Social media fails to affect holiday shopping

Published: Wednesday, Jan. 25 2012 10:23 a.m. MST

Boxes filled with merchandise travel down a conveyor system to waiting trucks for shipment at the Overstock.com warehouse Wednesday, Dec. 13, 2006, in Salt Lake City.

Associated Press

The hype before the holidays said social media was the new way to shop.

But recent surveys show it hasn't quite caught on yet.

Medialo.gy said back in December that "companies have teamed up with social media to offer consumers an integrated shopping experience saving them time and anger."

It is true, as the Pew Internet & American Life Project found, that 58 percent of American adults now research online to find out about products and services.

But do they use social media?

After all, Amazon.com made it possible to deliver gift cards to a friend's Facebook wall. And Walmart came out with "Shopycat," an app that gives people suggestions of gifts they can give to their friends based on data it mines from the friends' profiles.

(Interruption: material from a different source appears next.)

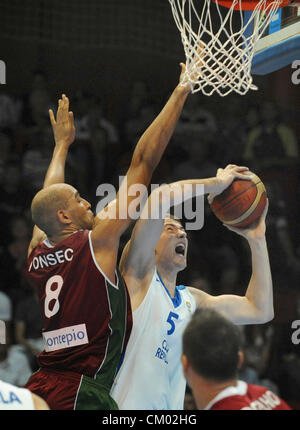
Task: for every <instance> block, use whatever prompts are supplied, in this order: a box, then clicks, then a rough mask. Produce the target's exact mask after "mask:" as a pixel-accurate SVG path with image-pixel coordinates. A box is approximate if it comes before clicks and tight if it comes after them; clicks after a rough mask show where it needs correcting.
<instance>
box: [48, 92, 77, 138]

Examiner.com suggested using Twitter and Facebook to keep track of stores' holiday hours and specials.

But people didn't buy into social media much this season.

The Telegraph reported that a mere 9 percent of people surveyed by Baynote said they purchased something via a retailer's page on Facebook. The survey contrasted that with the 59 percent who said they bought a gift directly from a retailer's website.

A survey released this week by Crowd Science found 24 percent of people went to a company's website to find holiday shopping deals. Other favorite ways to find that perfect gift were print (15 percent), email newsletters (13 percent), talking with friends and family (9 percent) and online flyers (5 percent).

Only 3 percent said Facebook was their favorite way to find deals. Just 1 percent touted Twitter.

In a related question, the Crowd Science "shopitudes" survey found that older shoppers like online shopping more than younger folks. Shoppers 24 or younger were less likely to prefer online shopping for the holidays, compared with people who were older.

Crowd Science VP of research, Sandra Marshall, wasn't too impressed with social media's showing this year. "Our Shopitudes study indicates social media like Facebook and Twitter have a long way to go when it comes to influencing holiday shoppers," she said in a press release.

This article uses aggregated content from Crowd Science, Medialo.gy, the Pew Research Center and the Telegraph.